Brazen Experimentalism of 1992

I’m not sure if it’s the naivety of youth that allows our early influences to run the profoundly deepest.  This was certainly true for me as a young artist and what propelled me to dedicate much of my life to the camera less photographic medium, the photogram.  It was 1992, art school and I already had a craving for experimental image making.  I knew those mythic stories of inspiration striking artists like a bolt of lighting were as about as common place as winning the lottery.  Creating was about showing up and doing the work.  Yet, I still remember the day, like it was yesterday when I entered the exhibition featuring Robert Rauchenberg’s figurative blueprint from 1950.  There was no going back after this.

Robert Rauschenberg and Susan Weil. Untitled (Double Rauschenberg). © 1950 www.moma.org
Richard Slechta, Misunderstood Inheritance 108 x 60 inches, Light on photo paper ©1993

Robert’s photograms were like nothing I’d seen before and they were already 42 years old.  Like paintings, they had an immersive scale and abstracted the sense of reality, while still holding onto a few traces of time’s presence found in photography.  They were brilliant!  And at the same time, no disrespect intended, his subject matter was exhaustively stiff.  The potential was so obvious, and I was ready to get started.
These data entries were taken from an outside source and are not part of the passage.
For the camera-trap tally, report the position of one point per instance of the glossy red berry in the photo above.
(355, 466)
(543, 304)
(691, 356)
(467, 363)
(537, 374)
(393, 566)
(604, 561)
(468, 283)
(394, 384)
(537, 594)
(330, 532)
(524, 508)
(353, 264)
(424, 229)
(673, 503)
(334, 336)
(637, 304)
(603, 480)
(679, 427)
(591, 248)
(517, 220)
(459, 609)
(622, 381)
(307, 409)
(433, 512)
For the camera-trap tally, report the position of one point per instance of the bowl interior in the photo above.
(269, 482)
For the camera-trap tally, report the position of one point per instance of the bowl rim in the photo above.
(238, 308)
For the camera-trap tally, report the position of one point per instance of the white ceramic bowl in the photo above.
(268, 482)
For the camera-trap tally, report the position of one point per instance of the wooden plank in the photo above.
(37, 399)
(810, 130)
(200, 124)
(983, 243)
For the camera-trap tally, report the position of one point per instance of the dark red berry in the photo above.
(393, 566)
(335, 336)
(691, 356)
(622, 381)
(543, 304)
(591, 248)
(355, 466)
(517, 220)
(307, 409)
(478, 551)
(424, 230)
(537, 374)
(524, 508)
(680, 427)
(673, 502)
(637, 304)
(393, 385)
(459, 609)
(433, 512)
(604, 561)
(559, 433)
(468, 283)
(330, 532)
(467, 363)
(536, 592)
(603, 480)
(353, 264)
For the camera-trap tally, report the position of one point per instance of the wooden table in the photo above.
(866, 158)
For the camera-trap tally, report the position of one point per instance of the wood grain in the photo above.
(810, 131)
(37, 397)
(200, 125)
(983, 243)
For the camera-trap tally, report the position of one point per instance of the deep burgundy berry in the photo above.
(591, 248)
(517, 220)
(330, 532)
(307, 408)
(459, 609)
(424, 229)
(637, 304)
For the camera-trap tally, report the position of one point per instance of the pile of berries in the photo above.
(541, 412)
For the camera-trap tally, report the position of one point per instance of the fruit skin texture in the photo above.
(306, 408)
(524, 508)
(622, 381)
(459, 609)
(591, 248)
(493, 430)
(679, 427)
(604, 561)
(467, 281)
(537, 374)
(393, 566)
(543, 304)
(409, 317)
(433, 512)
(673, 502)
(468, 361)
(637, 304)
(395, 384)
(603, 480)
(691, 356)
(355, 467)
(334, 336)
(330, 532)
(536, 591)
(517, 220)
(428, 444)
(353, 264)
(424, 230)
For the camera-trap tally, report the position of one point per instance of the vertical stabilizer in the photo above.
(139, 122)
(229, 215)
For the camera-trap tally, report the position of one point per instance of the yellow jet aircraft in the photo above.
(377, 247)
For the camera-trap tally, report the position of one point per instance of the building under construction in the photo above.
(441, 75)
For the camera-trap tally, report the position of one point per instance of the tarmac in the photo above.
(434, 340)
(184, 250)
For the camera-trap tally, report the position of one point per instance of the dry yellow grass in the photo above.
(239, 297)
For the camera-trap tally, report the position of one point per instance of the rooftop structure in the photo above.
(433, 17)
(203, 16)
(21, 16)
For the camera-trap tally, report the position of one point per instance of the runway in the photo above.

This discovery for me, this wasn’t just about a new technique, but as if I was opening my eyes for the very first time.  It was way of seeing the world in a way that I wanted to look at it.  Reality is sharp enough, I didn’t need a sharp lens define it.  For me, the photogram was to un-define the human experience, to give space for mystery, ambiguity and emotion.

That day, Robert became my mentor and guide.  His free wheeling means and ends to art making were the fundamental context to the words I imaged he would have told me.   ‘Be brazen in your art and don’t ask for permission, cause you won’t ever get it.’